Monday, the United Nations published the findings of a three-member panel U.N. Secretary-General Ban Ki-moon appointed to advise him on "issues of accountability" from the end of Sri Lanka's quarter-century war with the separatist Tamil Tigers.


The panel, which did not have an investigatory mandate, blamed the victorious Sri Lankan forces for killing tens of thousands of civilians, and said there is "credible evidence" that war crimes were committed by both sides.

Ban nonetheless said he could not order an international probe, which the Indian Ocean nation has refused as a violation of its sovereignty, without Sri Lanka's consent or a decision from member states to push it ahead.

"We don't consider this report an official U.N. report. It is a personal report. We totally reject it. If officially asked by the U.N. Security Council or any of the U.N. bodies, the government has enough evidence and material to provide," said Lakshman Hulugalle, director-general of the state's Media Centre for National Security.

Sri Lanka's government since last week has repeatedly called the report fraudulent and biased, after parts of it were leaked in local newspapers. It also said the world body was seeking to pre-empt the findings of its own Lessons Learned and Reconciliation Commission.

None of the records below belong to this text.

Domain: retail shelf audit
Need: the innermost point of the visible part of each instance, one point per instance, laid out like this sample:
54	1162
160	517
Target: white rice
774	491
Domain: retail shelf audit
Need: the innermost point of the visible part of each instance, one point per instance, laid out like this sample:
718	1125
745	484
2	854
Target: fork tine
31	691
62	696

The foreign ministry had no immediate comment. Last week, External Affairs Minister G.L. Peiris said the government would comment on the contents after the report was made public.

The report represents the biggest pressure brought to bear on the government since the end of the war, when Western governments pushed in vain for a cease-fire to protect civilians.

The government refused on the grounds that the Tigers had created civilian crises in the past to build international pressure for truces, which it then used to re-arm.

Probe seen unlikely

Sri Lanka has consistently denied allegations that it targeted civilians. It has acknowledged that some were killed as troops advanced on an ever-shrinking patch of land on the northeastern coast of the island.

President Mahinda Rajapaksa has urged supporters to rally on May Day against the report and its findings, which the government says are taken from biased accusations made by rights groups and pro-Tiger members of the Tamil diaspora.

Because Sri Lanka is not a member of the International Criminal Court, the U.N. Security Council would have to vote to ask the Hague-based court to probe war crimes, since the government will not permit an investigation.

Russia and China, which both have veto power on the council, and India are opposed to formal Security Council involvement in Sri Lanka, diplomats told Reuters. Practically, that means there is little chance of an international investigation.

Many ordinary Sri Lankans are bemused at the push to investigate war crimes, now that the country is enjoying its first peace in almost 30 years.

"Who did what war crimes and at what time to me are side games quite frankly," a Western diplomat serving in Colombo told Reuters on condition of anonymity.

Sri Lanka's 40-year history of state-sponsored rights violations, borne of the separatist war and 1971 and 1988-89 Marxist insurgencies that were put down at the cost of more than 100,000 lives, is what needs to be addressed, the diplomat said.

"What's more important is that there is a national discussion about these issues, and the president has the perfect opportunity, with clear skies for the next five years until he has another election," the diplomat said.